Success Avenue
That night, I’d just opened all the windows in the living room and collapsed on the sofa. My husband was sitting out on our stoop, listening to the oldies station too loud. I took my first sip of coffee when I heard Sammy talking to someone.
“Yeah, go on in,” he said, and the screen door squeaked and slammed. I didn’t know who he could be inviting in, maybe his cousin Billy. I was in no mood. I’d been waiting to see this movie on TV, a murder mystery with an actor I liked. I work long hours at the nursing home, so I don’t get too many moments to myself. I tried to get ready to see who I had to entertain.

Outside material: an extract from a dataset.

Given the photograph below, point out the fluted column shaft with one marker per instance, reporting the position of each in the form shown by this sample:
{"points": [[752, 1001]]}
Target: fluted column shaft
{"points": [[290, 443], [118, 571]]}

Soft little steps in the hallway told me who it was: my neighbor, Terri. She’d moved to our street a while ago, and lived with her three kids in a small Cape a few doors down on the other side. I’d gone to high school with her. We’d gotten a little friendly, but not really close. We’d talk occasionally about neighborly things: city plow trucks, the garbage men who scattered our cans everywhere, or the cop cars we saw rushing to Success Village, the brick co-ops down the road. We lived in real houses on Success Avenue, and this made us feel superior in a tiny way, even though we knew there was no real difference between us and them.
It had been a long day. I didn’t want to see her. I was tired.
She looked older than forty-eight, but our neighborhood had the tendency to age women fast, me included.
“Mary Ann,” she said, looking at me in the dark, squinting. She stood just inside the living room. Her brown uniform pulled against her skin, emphasized her extra weight. Her hair, two toned from a fading dye job, fell out of a messy bun. She looked older than forty-eight, but our neighborhood had the tendency to age women fast, me included.
I didn’t say anything. I already knew why she was there.
“I’m sorry to come here so late. I don’t want to bother you.” She blinked. “I just need a little money.”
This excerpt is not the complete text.